The good news is that many technology characteristics display constant growth rate over time. This means that capacity is growing exponentially and when plotted on a logarithmic scale, capacity is a linear function of time.


This is especially the case at the component level, as shown by the following examples.

  • The number of transistor per chip has been correctly predicted by “Moore’s law” to double every 2 years on average since the 1960s, giving an annual growth rate of +40%.
  • The number of Million Instructions Per Second for microprocessors expressed in MIPS. This is closely related to Moore’s law and growing at +45% p.a. This is not only the result of shrinking processor size (so increase in transistor density) but also continuous increase in processor clock speed.
  • The storage capacity in bits per square inch for various types of memories (DRAM, Hard Disk Drive, Flash Card). For DRAM, it has increased at +40% p.a. for the last 30 years. For HDDs, the growth rate has accelerated from 25% p.a. between 1970 to 1990 to 60% p.a. from 1990 to 1998 and +100% from 1999 to 2003, but has been slowing down to 40% p.a. since then. Do you remember the time when 1 Mega Byte of RAM capacity in a computer was regarded as a real feast? This was the Atari around the year 1988. Today most PCs come with 512MB to 1GB of RAM. The same applies to hard disks: the first Giga Byte hard disk came to market in 1997, but 10 years later most new PCs are equipped with a hard disk of 80 Giga Bytes or more.
  • The bandwidth of optical fibre expressed in Mega bit per second (Mbps). This has increased by a factor 10,000 between 1983 and 2003 or +60% p.a.

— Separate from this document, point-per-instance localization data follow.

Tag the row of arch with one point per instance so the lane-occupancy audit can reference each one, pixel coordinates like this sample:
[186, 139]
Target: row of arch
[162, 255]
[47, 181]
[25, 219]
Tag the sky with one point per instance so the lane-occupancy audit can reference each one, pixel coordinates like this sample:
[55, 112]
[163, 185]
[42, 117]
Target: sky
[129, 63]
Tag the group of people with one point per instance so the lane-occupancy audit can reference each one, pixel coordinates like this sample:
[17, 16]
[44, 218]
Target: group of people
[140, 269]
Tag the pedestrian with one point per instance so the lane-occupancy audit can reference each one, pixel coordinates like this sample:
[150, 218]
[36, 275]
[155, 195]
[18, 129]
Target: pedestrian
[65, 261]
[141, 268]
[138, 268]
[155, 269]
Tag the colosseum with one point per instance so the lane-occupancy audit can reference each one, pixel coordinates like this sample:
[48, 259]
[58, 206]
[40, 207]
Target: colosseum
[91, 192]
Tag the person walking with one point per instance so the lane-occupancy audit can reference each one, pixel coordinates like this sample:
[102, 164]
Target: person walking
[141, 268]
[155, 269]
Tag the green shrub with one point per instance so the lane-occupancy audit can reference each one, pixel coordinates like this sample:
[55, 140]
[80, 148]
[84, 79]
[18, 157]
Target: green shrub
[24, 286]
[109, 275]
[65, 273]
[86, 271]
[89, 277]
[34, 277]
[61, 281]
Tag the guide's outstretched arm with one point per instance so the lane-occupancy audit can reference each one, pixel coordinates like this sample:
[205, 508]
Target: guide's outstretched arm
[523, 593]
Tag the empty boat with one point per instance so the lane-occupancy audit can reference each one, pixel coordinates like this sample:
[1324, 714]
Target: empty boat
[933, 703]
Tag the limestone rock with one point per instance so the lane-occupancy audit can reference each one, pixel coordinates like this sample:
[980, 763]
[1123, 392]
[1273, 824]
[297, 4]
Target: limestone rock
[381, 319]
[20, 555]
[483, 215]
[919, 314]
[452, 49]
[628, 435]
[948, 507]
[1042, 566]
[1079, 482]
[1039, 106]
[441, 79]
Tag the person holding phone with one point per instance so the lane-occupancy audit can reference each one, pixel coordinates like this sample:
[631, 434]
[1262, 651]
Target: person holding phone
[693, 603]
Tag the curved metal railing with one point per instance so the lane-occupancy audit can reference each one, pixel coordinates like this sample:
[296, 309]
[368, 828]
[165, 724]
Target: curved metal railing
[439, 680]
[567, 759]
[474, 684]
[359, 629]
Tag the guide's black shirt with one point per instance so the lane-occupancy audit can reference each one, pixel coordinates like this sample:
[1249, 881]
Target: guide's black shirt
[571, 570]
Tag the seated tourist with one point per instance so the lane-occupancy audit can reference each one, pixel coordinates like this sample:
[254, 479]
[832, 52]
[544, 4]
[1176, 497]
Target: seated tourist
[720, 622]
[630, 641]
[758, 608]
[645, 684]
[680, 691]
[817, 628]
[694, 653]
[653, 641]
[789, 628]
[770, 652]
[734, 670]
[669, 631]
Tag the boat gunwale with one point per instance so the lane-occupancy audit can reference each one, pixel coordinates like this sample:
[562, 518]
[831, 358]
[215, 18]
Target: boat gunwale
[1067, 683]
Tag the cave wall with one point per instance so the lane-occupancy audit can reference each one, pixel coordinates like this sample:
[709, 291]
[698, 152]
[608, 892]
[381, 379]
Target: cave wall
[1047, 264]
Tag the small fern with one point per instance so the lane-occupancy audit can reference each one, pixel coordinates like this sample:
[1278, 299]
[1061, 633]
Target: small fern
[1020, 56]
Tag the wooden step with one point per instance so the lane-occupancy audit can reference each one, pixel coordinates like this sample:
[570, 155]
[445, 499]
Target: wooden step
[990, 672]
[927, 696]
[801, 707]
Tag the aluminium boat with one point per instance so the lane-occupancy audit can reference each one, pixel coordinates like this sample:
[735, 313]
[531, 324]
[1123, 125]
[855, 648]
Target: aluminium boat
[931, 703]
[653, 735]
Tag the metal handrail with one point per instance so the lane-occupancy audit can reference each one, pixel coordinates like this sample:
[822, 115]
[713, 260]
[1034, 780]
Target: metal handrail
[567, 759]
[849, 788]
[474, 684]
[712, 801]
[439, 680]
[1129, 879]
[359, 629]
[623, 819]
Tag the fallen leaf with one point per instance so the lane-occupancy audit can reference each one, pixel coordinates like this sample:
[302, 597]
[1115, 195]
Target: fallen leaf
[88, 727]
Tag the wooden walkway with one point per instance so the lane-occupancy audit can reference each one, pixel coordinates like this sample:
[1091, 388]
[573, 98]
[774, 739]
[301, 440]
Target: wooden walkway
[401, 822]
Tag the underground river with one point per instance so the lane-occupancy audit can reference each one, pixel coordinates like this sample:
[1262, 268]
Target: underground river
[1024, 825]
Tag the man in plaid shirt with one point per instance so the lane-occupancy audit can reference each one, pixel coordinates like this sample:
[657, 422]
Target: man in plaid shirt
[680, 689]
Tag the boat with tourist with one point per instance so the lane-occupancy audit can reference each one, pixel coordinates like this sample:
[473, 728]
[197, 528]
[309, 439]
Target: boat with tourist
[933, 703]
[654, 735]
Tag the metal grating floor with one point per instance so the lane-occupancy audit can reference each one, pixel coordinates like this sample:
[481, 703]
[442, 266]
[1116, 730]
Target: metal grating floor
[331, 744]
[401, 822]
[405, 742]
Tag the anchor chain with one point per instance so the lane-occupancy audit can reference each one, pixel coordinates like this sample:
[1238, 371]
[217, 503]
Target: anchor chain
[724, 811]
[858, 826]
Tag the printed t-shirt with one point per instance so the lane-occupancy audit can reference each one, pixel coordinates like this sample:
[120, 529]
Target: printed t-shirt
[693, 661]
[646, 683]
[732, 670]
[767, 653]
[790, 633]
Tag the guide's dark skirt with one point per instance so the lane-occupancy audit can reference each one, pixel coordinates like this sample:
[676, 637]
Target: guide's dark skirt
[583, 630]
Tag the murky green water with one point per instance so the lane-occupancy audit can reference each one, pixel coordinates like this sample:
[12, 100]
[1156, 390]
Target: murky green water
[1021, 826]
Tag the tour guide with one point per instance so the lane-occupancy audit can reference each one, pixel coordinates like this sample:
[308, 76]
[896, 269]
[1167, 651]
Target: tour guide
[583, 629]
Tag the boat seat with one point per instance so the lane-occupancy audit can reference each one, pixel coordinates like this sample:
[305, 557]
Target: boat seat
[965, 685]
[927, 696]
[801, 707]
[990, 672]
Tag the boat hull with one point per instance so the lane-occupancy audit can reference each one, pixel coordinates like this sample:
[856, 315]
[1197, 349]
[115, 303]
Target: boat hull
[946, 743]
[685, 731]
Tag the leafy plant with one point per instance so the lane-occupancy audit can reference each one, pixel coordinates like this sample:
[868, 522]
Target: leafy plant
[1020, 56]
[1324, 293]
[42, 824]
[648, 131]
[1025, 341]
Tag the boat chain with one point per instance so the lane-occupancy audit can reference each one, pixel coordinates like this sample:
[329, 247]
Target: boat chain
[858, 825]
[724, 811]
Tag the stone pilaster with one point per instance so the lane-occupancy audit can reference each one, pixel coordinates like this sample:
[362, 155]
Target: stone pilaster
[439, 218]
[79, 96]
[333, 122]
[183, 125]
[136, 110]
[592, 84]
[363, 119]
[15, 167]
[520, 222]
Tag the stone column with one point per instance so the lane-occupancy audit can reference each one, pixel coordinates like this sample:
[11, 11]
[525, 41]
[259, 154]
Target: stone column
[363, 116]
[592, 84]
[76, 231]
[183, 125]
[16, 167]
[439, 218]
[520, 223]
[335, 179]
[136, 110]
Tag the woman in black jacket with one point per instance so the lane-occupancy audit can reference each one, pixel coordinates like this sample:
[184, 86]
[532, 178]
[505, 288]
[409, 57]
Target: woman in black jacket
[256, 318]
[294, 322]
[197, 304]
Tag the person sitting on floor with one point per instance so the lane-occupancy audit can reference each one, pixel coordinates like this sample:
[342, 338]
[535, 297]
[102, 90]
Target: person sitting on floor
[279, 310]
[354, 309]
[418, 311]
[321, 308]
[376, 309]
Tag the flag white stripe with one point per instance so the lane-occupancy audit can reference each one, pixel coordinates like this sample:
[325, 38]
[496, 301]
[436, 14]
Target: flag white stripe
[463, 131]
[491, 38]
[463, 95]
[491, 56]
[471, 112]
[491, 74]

This is partly due to the development of fibre of higher quality grade, partly to the development of better diode and laser technologies.
  • The data rate of end-user modems expressed in kbps: modems have evolved from analogue over ISDN to ADSL and further xDSL technologies are being rolled out now. Although data rates have increased in steps rather than year-on-year, the equivalent annual growth has been +55% p.a., or a doubling in data rate every 19 months.
  • The energy density per unit of battery weight, usually measured in Watt hour per kg (Wh/kg). This is evolving rather slowly at +10% p.a. within the same battery technology family, for instance Nickel Metal hybrid (Ni-MH), whereas a technology change from Ni-MH to Lithium-ion (Li-Ion) can double the energy density. Fuel-cell batteries are expected to provide a 10-times improvement compared to current Li-Ion batteries. Considering the low battery capacity growth rate compared to other components, batteries are often a limitation factor in product development today. This can be partly compensated by the development of smart power management techniques, such as the time-slicing technology used in DVB-H handsets where the handset receives data in bursts and powers down when not receiving data.

That the IT and consumer electronics industry could maintain growth rate between 30% and 60% over long periods of time is really remarkable, not only because of the great technical performance enhancements involved, but also because of the seemingly insatiable readiness of the market to absorb those capacity increases and build new products around them.

We rarely have time to stop for a second and appreciate what an exponential growth of 40% per annum really means in absolute term:

  • after 10 years, your initial capacity will have been multiplied by 30;
  • after 20 years, the capacity is 800 times higher;
  • after 30 years, the unimaginable figure of 24,000 times the initial capacity is reached.

Applying the same process backwards illustrates the extraordinary achievement in reducing the size and density of transistor on a chip: if a transistor of the early 1970s were to be magnified to the size of a 1.80m adult, then our transistor of the year 2007 would have a size smaller than that of an ant. If the airplane industry had made the same progress as the microelectronics industry in the last 30 years, then flying from London to Sydney would take 4.5 minutes, and the flight ticket would cost less than 10 cent.